Sure. No, it's a great question, one that we're watching literally by the mid year even as we're on the call now, I'm going to say a few words and then hand this off to our CFO, Jonathan Frates, to say more. But I think a big piece of this is, one, we do not have the debt, so we don't have any bank-mandated hedging requirements. Maybe we're not required to hedge in the down side and could be more opportunistic in nature. It has -- prices have increased this year. We've just -- we've done that and taken in additional options. You can probably see a lot of speculation in the marketplace on where oil prices could go to. So we're mindful to layer in additional contracts. We want to do so that we also have some opportunities for the potential upside. And with that, I'll hand things over to Jonathan.

Jonathan Frates

Analyst

Yes. I think you said it well, Grayson. We're very opportunistic with this program. I'll point out that majority of these oil hedges came very recently. So if you look at the balance of the year, I know I mentioned in the commentary that we had up 27% of guided production hedged on the oil side, but that -- due to the fact that we put a lot of these very recently, and we're 2 months into the year.

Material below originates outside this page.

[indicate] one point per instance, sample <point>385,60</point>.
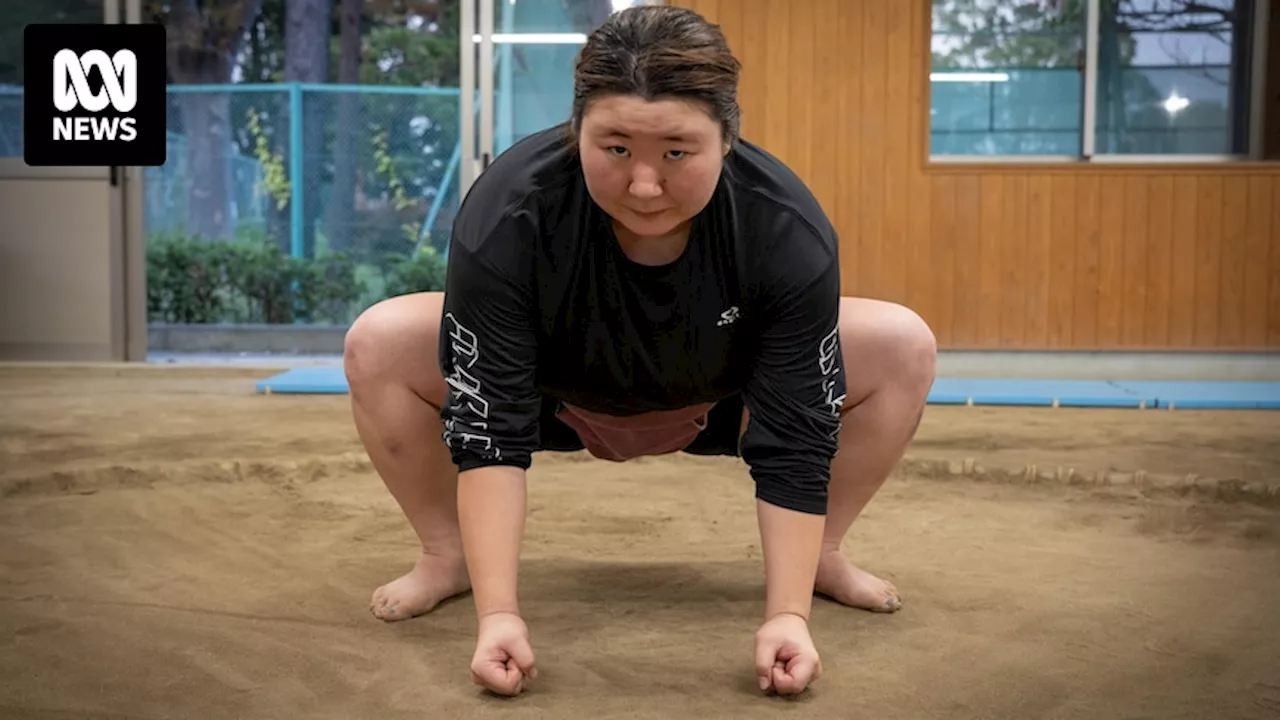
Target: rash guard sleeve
<point>488,351</point>
<point>796,388</point>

The balance is going to look a little higher than that, which you can calculate based on your own estimates. But we're very optimistic as these prices continue to rise up. We're watching it every day, and we'll layer on more as the year goes on, assuming things continue in this direction.

Operator

Operator

[Operator Instructions] Your next question comes from the line of Sergey Pigarev of Freedom Broker.

Sergey Pigarev

Analyst

I think everyone had this question on guidance, '26 with production and CapEx. And so actually, I want to ask about the guidance too, I say that you have this higher range of price differentials guidance for NGLs. And actually in Q4, we were a bit surprised because of actually higher differentials that we expected for Q4 yes, so do you see some temporary things here or it's like something structural, and we will see higher differentials from here.

Grayson Pranin

Analyst

Sure, Sergey. I appreciate your question. As we obviously, there's different differential depending on the commodity. I think if you look at oil, that's been relatively tight, I think you may be referencing gas. As we talk to gas and we've talked about this directionally, as we benefit from higher commodity prices and when compared to the Henry Hub benchmark, the fixed deducts within our gas stream are reduced, so you kind of have an expanded realization. So if you look into an environment where we have $4 gas, you'll see us towards the higher end of our guidance range. If you're looking at $2 gas, it's going to be near that lower range, and that's why we provided that range of 50% to 70% to try to accommodate different gas environment. I think if you look at the whole year, we're really close to that center of 60%, and we're averaging that -- I think that average just over $3 for a benchmark perspective. Relative to Q4, in particular, you had a widening of a regional basis, a lot of our gas is sold through Panhandle Eastern and [ NGL PL ] markets. I think that is localized and temporal. I think as we look in structurally, we're wanting to make sure that we're selling as much gas as we can at higher commodity prices because that's when we see the highest realization.

Operator

Operator

There are no further questions at this time. This concludes today's call. Thank you for attending. You may now disconnect.